Abidjan, Côte d'Ivoire (PANA) - La sous-secrétaire générale des Affaires humanitaires des Nations unies, Catherine Bragg, a procédé lundi au lancement du Processus d’appel consolidé 2012 pour la Côte d’Ivoire (CAP-CI 2012), d'un montant de 173 millions de dollars américains.

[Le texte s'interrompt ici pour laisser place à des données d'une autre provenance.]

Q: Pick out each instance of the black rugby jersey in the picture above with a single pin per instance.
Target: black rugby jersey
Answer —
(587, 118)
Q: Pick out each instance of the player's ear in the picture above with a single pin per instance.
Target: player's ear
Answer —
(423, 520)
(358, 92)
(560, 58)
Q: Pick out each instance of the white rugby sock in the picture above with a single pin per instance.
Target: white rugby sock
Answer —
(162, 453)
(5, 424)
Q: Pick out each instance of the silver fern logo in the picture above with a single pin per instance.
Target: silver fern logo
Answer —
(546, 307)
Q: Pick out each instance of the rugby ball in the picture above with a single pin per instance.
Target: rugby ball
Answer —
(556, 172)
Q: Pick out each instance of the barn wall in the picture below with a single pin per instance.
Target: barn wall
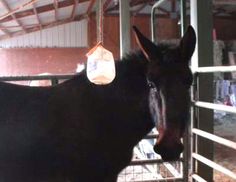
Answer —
(167, 29)
(17, 62)
(68, 35)
(63, 60)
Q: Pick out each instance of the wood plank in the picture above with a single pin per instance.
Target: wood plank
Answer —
(41, 9)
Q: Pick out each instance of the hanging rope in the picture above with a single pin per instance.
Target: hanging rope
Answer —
(101, 21)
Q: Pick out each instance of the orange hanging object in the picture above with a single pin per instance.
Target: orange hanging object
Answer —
(100, 65)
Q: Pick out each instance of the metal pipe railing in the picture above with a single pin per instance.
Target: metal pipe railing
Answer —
(212, 106)
(213, 69)
(214, 165)
(36, 77)
(198, 178)
(215, 138)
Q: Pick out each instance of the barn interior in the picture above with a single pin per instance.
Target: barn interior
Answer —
(51, 38)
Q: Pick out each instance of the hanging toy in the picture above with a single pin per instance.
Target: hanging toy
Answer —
(100, 65)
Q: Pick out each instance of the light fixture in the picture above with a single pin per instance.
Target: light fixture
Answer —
(100, 63)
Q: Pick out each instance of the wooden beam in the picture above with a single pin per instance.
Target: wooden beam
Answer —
(173, 6)
(224, 2)
(132, 4)
(37, 16)
(134, 13)
(41, 9)
(5, 31)
(55, 4)
(106, 4)
(6, 6)
(90, 7)
(163, 10)
(137, 2)
(45, 26)
(73, 12)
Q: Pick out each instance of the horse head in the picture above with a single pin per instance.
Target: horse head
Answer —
(168, 70)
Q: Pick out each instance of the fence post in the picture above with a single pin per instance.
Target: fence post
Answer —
(201, 19)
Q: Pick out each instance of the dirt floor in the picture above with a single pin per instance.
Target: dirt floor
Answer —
(225, 126)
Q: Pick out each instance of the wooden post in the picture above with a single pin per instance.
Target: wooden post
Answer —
(201, 19)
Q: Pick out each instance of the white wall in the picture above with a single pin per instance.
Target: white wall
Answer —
(68, 35)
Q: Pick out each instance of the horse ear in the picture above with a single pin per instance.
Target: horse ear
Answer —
(187, 44)
(148, 48)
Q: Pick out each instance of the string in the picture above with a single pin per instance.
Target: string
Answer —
(101, 22)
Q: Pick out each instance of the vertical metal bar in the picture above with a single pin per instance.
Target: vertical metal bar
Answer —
(183, 16)
(124, 27)
(54, 81)
(187, 148)
(201, 19)
(153, 19)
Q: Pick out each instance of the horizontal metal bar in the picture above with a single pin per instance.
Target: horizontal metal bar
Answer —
(213, 69)
(36, 77)
(198, 178)
(164, 180)
(214, 165)
(215, 138)
(151, 136)
(212, 106)
(149, 161)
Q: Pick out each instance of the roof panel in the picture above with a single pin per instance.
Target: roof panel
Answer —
(64, 13)
(47, 17)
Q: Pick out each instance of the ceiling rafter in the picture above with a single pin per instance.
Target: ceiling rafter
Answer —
(5, 31)
(90, 7)
(37, 17)
(41, 9)
(55, 4)
(45, 26)
(73, 12)
(106, 4)
(134, 13)
(137, 2)
(132, 4)
(7, 7)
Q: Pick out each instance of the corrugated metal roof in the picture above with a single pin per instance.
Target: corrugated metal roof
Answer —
(19, 17)
(73, 34)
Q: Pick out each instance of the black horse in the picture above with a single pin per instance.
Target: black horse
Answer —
(81, 132)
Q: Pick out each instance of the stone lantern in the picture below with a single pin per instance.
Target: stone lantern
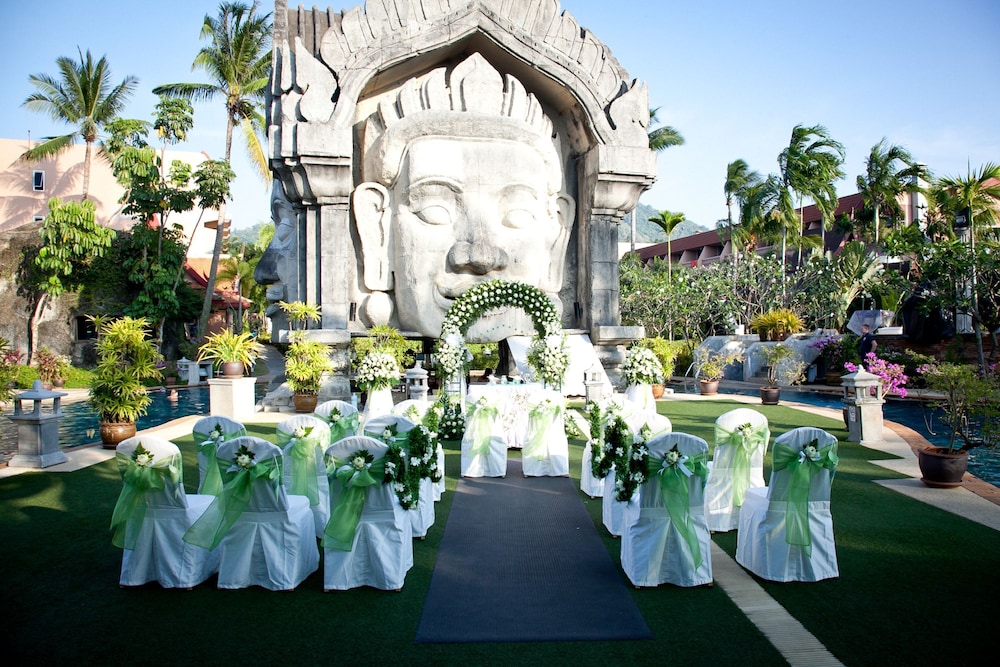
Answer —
(593, 383)
(416, 383)
(864, 407)
(37, 431)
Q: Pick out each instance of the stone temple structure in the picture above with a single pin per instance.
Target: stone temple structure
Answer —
(422, 146)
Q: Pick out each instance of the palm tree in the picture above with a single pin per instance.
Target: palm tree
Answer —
(808, 167)
(238, 61)
(884, 180)
(82, 96)
(662, 137)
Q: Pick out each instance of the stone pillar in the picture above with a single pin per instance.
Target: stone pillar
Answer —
(37, 431)
(864, 410)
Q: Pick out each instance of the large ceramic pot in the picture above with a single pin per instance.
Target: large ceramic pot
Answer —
(305, 403)
(231, 369)
(770, 395)
(941, 469)
(114, 432)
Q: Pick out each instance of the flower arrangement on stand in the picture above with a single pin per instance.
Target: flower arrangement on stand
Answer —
(892, 376)
(548, 359)
(642, 367)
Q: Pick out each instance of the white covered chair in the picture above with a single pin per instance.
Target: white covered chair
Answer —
(209, 433)
(741, 438)
(303, 440)
(666, 537)
(368, 541)
(786, 529)
(341, 417)
(267, 536)
(153, 513)
(546, 449)
(421, 516)
(484, 449)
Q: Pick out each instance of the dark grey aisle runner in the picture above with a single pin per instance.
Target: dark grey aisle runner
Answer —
(520, 560)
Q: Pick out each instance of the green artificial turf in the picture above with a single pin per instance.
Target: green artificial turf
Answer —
(917, 586)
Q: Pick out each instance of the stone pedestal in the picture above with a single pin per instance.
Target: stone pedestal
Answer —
(37, 431)
(232, 397)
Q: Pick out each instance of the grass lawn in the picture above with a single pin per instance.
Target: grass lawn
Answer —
(907, 570)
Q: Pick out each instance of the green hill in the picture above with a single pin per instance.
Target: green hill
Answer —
(648, 232)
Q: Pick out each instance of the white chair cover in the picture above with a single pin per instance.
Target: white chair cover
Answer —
(421, 516)
(305, 469)
(612, 511)
(484, 449)
(209, 433)
(341, 417)
(382, 548)
(151, 531)
(771, 517)
(666, 537)
(592, 486)
(546, 449)
(272, 543)
(737, 465)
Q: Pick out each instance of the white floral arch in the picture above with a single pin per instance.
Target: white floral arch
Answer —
(547, 354)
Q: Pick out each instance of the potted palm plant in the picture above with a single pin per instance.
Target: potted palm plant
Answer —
(233, 352)
(305, 363)
(783, 368)
(711, 368)
(969, 408)
(127, 361)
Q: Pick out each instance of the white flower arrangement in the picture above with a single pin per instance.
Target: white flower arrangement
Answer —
(378, 370)
(642, 367)
(548, 359)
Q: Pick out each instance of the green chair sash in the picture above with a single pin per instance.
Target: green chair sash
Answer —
(481, 418)
(673, 479)
(744, 444)
(540, 420)
(303, 462)
(227, 507)
(130, 510)
(346, 513)
(802, 469)
(342, 426)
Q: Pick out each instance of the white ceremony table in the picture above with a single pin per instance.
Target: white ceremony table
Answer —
(512, 402)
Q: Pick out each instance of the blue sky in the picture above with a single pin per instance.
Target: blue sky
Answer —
(733, 76)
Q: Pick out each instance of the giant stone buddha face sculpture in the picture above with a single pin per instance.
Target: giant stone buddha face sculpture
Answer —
(463, 183)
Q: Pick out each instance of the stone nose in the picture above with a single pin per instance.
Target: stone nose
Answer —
(479, 257)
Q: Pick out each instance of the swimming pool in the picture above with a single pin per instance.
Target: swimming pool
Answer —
(984, 463)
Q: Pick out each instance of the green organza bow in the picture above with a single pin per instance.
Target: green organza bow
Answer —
(303, 460)
(227, 507)
(346, 513)
(676, 499)
(481, 418)
(744, 442)
(130, 510)
(802, 469)
(540, 419)
(344, 426)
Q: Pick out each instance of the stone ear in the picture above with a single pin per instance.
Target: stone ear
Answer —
(565, 209)
(373, 217)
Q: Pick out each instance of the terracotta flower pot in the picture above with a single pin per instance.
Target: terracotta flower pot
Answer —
(114, 432)
(941, 469)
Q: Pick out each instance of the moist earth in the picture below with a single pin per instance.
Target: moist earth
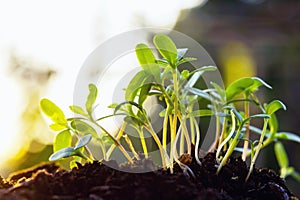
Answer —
(97, 181)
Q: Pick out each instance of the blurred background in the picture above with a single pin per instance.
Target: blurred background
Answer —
(44, 44)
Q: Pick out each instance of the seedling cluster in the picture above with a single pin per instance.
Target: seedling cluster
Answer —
(177, 90)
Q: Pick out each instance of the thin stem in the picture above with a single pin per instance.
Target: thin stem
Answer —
(193, 135)
(164, 156)
(246, 141)
(232, 145)
(228, 137)
(85, 147)
(185, 134)
(224, 127)
(143, 141)
(119, 135)
(115, 141)
(165, 128)
(131, 147)
(259, 147)
(197, 140)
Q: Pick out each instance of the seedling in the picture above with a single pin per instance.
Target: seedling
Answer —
(161, 78)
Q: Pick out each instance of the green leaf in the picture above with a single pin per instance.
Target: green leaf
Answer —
(62, 140)
(274, 106)
(83, 141)
(257, 83)
(265, 116)
(201, 113)
(199, 93)
(288, 136)
(78, 110)
(238, 86)
(273, 123)
(144, 54)
(134, 84)
(166, 48)
(281, 155)
(235, 112)
(185, 74)
(53, 111)
(83, 128)
(296, 176)
(185, 60)
(63, 153)
(144, 93)
(154, 70)
(57, 127)
(196, 74)
(219, 90)
(244, 85)
(91, 98)
(106, 139)
(113, 105)
(181, 53)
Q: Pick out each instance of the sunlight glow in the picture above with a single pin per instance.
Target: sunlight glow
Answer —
(61, 34)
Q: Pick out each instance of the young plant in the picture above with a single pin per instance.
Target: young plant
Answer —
(236, 124)
(160, 77)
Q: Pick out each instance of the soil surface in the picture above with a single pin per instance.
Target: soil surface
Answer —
(97, 181)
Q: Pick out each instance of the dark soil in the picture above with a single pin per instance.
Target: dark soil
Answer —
(97, 181)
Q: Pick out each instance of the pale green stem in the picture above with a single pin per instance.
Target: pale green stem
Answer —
(131, 147)
(116, 142)
(143, 141)
(197, 141)
(259, 147)
(231, 147)
(164, 156)
(119, 135)
(228, 137)
(247, 135)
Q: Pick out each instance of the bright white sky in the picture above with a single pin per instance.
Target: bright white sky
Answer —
(61, 34)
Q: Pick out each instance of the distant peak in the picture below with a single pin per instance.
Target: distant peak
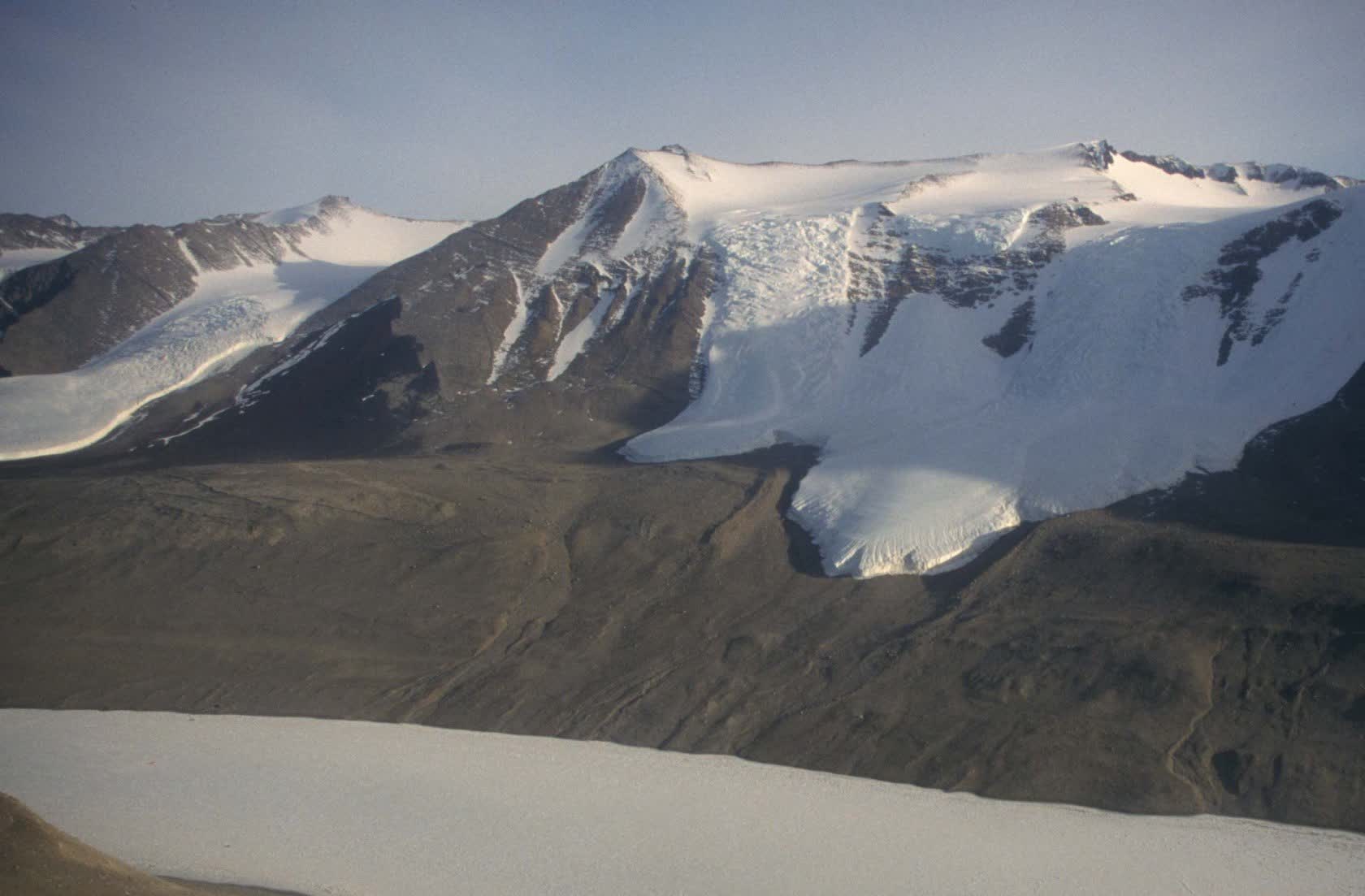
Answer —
(298, 214)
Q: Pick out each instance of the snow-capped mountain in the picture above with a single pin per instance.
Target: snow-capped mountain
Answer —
(971, 343)
(145, 311)
(28, 239)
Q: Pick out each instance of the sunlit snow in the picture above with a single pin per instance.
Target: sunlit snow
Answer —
(933, 444)
(228, 314)
(353, 807)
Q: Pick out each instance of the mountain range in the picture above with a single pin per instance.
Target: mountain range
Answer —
(1035, 475)
(971, 344)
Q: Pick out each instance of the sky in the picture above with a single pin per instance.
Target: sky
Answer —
(164, 110)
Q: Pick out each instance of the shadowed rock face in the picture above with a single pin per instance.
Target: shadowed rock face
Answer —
(1238, 271)
(59, 315)
(891, 267)
(30, 231)
(1194, 649)
(37, 859)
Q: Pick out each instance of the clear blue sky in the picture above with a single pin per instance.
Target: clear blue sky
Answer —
(164, 110)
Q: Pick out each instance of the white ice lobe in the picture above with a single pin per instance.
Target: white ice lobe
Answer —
(933, 444)
(327, 807)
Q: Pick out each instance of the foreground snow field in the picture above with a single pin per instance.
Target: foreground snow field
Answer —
(365, 809)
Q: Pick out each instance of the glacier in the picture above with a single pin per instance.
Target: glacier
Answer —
(931, 441)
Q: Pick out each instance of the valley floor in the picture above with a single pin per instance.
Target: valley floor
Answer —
(371, 809)
(1096, 659)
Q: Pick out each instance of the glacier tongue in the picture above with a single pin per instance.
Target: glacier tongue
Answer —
(933, 444)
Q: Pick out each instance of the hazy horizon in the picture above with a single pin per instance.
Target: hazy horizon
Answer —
(162, 112)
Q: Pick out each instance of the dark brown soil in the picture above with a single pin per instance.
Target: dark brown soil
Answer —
(37, 859)
(1126, 663)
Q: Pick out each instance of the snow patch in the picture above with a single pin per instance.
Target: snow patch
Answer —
(324, 807)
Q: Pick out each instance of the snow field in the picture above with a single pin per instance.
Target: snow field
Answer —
(230, 314)
(351, 809)
(933, 445)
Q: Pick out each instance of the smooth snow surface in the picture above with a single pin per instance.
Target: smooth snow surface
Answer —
(18, 259)
(933, 444)
(366, 809)
(228, 314)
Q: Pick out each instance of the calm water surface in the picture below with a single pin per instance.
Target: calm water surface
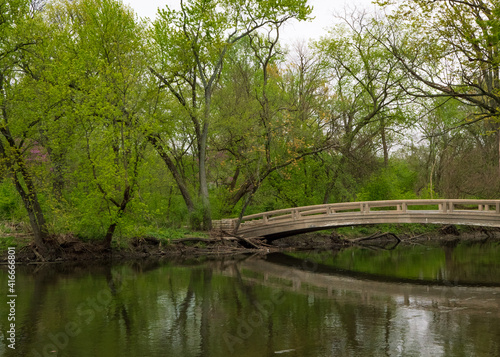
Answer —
(412, 301)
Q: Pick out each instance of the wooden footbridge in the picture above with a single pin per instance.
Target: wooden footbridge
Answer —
(284, 222)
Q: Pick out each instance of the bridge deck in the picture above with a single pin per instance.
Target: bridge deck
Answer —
(310, 218)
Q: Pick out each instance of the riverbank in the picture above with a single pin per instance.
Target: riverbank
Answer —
(69, 248)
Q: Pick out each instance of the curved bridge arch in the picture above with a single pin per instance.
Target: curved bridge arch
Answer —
(291, 221)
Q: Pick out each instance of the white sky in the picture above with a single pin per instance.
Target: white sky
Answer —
(294, 31)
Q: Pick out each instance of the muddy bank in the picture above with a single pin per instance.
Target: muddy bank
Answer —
(67, 248)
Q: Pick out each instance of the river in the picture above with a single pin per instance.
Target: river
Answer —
(410, 301)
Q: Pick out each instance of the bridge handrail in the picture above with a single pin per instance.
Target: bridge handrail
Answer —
(444, 205)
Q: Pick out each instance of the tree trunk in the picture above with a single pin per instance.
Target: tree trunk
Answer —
(35, 214)
(384, 144)
(175, 173)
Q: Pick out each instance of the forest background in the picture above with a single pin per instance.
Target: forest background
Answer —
(113, 127)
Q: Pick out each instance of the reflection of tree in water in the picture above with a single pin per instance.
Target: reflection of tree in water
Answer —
(44, 279)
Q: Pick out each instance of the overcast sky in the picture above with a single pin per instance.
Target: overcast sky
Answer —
(294, 31)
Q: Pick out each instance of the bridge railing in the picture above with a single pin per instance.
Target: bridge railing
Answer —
(445, 206)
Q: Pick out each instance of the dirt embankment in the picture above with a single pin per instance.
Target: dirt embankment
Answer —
(68, 248)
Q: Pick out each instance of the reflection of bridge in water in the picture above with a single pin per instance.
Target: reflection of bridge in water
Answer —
(279, 223)
(286, 273)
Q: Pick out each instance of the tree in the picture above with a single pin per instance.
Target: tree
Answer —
(98, 60)
(450, 48)
(17, 123)
(366, 91)
(191, 47)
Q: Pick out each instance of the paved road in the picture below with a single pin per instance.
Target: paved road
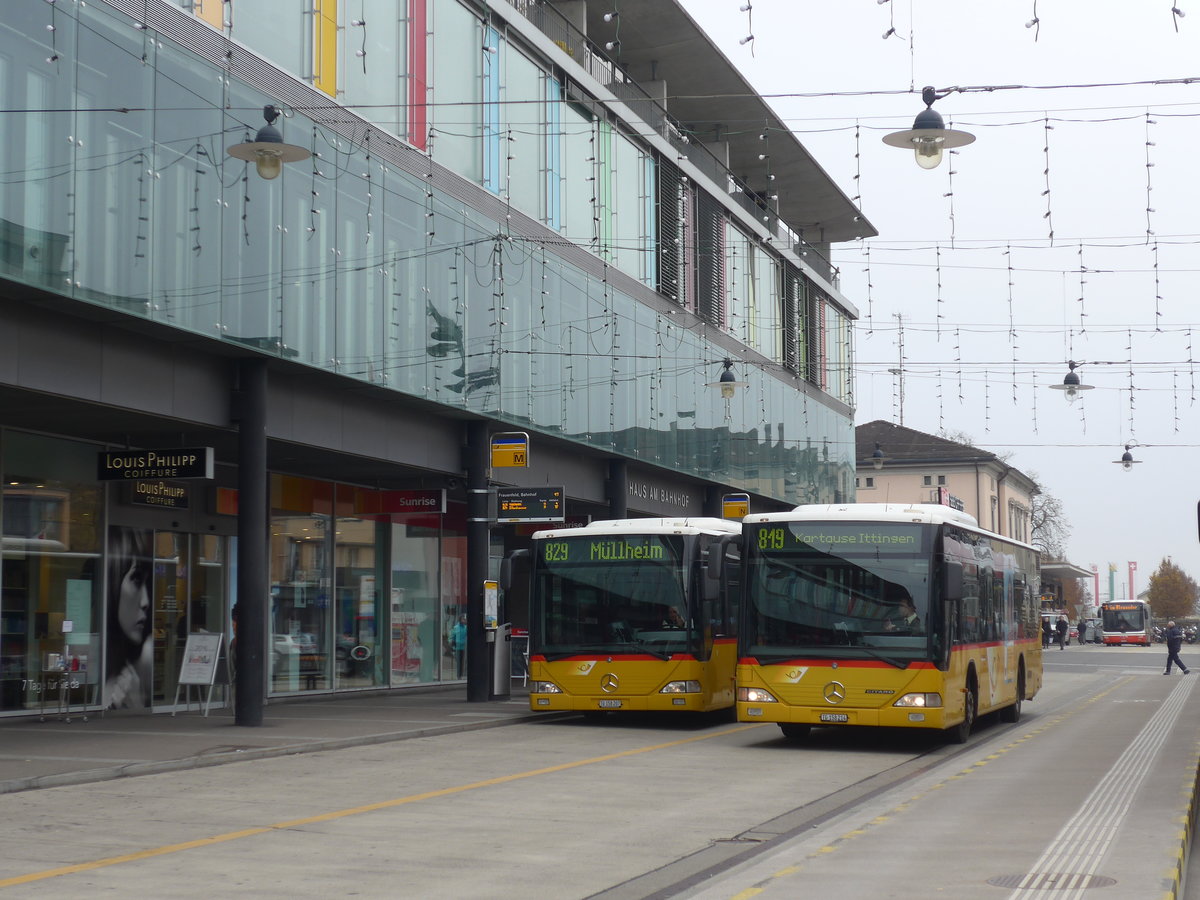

Mme Bragg, arrivée dimanche en Côte d’Ivoire pour une visite officielle de trois jours, a précisé au cours de la cérémonie de lancement du CAP-CI 2012 que l’objectif de sa visite "est d’évaluer la situation humanitaire neuf mois après la crise post-électorale, et de sensibiliser les donateurs et le public sur les besoins et défis restants, ainsi que sur la nécessité d’un financement conséquent tout au long de l’année afin de permettre une réponse humanitaire solide qui contribuera à la stabilisation".
Elle a souligné que malgré la stabilisation et l’amélioration de la sécurité, "la Côte d’Ivoire demeure un pays fragile, en phase de récupération et fortement affecté par les séquelles des nombreuses crises qui l’ont touchée".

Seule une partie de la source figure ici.